Microbial Evolution Research Group, Department of Biology, University of Oslo, Norway.
BMC Bioinformatics. 2009 Oct 28;10:357. doi: 10.1186/1471-2105-10-357.
Large multigene sequence alignments have over recent years been increasingly employed for phylogenomic reconstruction of the eukaryote tree of life. Such supermatrices of sequence data are preferred over single gene alignments as they contain vastly more information about ancient sequence characteristics, and are thus more suitable for resolving deeply diverging relationships. However, as alignments are expanded, increasingly numbers of sites with misleading phylogenetic information are also added. Therefore, a major goal in phylogenomic analyses is to maximize the ratio of information to noise; this can be achieved by the reduction of fast evolving sites.
Here we present a batch-oriented web-based program package, named AIR that allows 1) transformation of several single genes to one multigene alignment, 2) identification of evolutionary rates in multigene alignments and 3) removal of fast evolving sites. These three processes can be done with the programs AIR-Appender, AIR-Identifier, and AIR-Remover (AIR), which can be used independently or in a semi-automated pipeline. AIR produces user-friendly output files with filtered and non-filtered alignments where residues are colored according to their evolutionary rates. Other bioinformatics applications linked to the AIR package are available at the Bioportal http://www.bioportal.uio.no, University of Oslo; together these greatly improve the flexibility, efficiency and quality of phylogenomic analyses.

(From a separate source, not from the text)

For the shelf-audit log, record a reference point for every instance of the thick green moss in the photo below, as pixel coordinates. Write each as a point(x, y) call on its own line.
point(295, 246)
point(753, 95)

The AIR program package allows for efficient creation of multigene alignments and better assessment of evolutionary rates in sequence alignments. Removing fast evolving sites with the AIR programs has been employed in several recent phylogenomic analyses resulting in improved phylogenetic resolution and increased statistical support for branching patterns among the early diverging eukaryotes.

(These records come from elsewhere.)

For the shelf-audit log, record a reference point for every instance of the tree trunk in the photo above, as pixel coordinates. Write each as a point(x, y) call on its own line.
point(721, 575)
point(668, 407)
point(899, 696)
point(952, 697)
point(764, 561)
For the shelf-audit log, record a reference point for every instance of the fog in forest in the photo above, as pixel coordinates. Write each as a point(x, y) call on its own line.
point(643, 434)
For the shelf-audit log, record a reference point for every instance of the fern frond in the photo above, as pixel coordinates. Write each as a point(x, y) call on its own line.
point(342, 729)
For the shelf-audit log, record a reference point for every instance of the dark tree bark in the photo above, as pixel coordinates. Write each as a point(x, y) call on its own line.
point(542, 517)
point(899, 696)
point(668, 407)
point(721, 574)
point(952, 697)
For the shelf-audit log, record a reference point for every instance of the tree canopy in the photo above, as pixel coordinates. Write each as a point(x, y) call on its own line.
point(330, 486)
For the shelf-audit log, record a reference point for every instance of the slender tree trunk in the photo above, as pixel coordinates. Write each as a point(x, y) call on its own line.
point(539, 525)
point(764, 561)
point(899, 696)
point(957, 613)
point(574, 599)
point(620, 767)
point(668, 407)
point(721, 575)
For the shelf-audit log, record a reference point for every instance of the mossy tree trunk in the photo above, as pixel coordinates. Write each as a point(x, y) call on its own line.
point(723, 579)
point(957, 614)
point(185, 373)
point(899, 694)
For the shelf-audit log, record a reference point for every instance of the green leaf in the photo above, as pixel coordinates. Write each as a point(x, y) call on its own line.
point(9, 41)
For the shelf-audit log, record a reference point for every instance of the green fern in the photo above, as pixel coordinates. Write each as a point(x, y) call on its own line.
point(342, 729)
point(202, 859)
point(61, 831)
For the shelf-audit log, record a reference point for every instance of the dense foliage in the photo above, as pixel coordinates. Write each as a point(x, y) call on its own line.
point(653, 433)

近年来,大型多基因序列比对越来越多地被用于真核生物生命树的系统基因组重建。与单基因比对相比,这些序列数据的超级矩阵包含了更多关于古老序列特征的信息,因此更适合解决深度分歧的关系。然而,随着比对的扩展,越来越多具有误导性进化信息的位点也被添加进来。因此,系统基因组分析的主要目标是最大化信息与噪声的比率;这可以通过减少快速进化的位点来实现。
这里我们提出了一个基于网络的批处理程序包,名为 AIR,它允许 1)将多个单基因转换为一个多基因比对,2)识别多基因比对中的进化率,3)去除快速进化的位点。这三个过程可以使用 AIR-Appender、AIR-Identifier 和 AIR-Remover(AIR)程序来完成,这些程序可以独立使用,也可以在半自动化的管道中使用。AIR 生成带有过滤和非过滤比对的用户友好的输出文件,其中残基根据其进化率着色。与 AIR 程序包相关的其他生物信息学应用程序可在生物门户 http://www.bioportal.uio.no 上获得,该门户位于奥斯陆大学;这些应用程序共同极大地提高了系统基因组分析的灵活性、效率和质量。
AIR 程序包允许高效地创建多基因比对,并更好地评估序列比对中的进化率。使用 AIR 程序去除快速进化的位点已被用于最近的几个系统基因组分析中,从而提高了分支模式的系统发育分辨率和统计支持,这些分支模式在早期分化的真核生物中。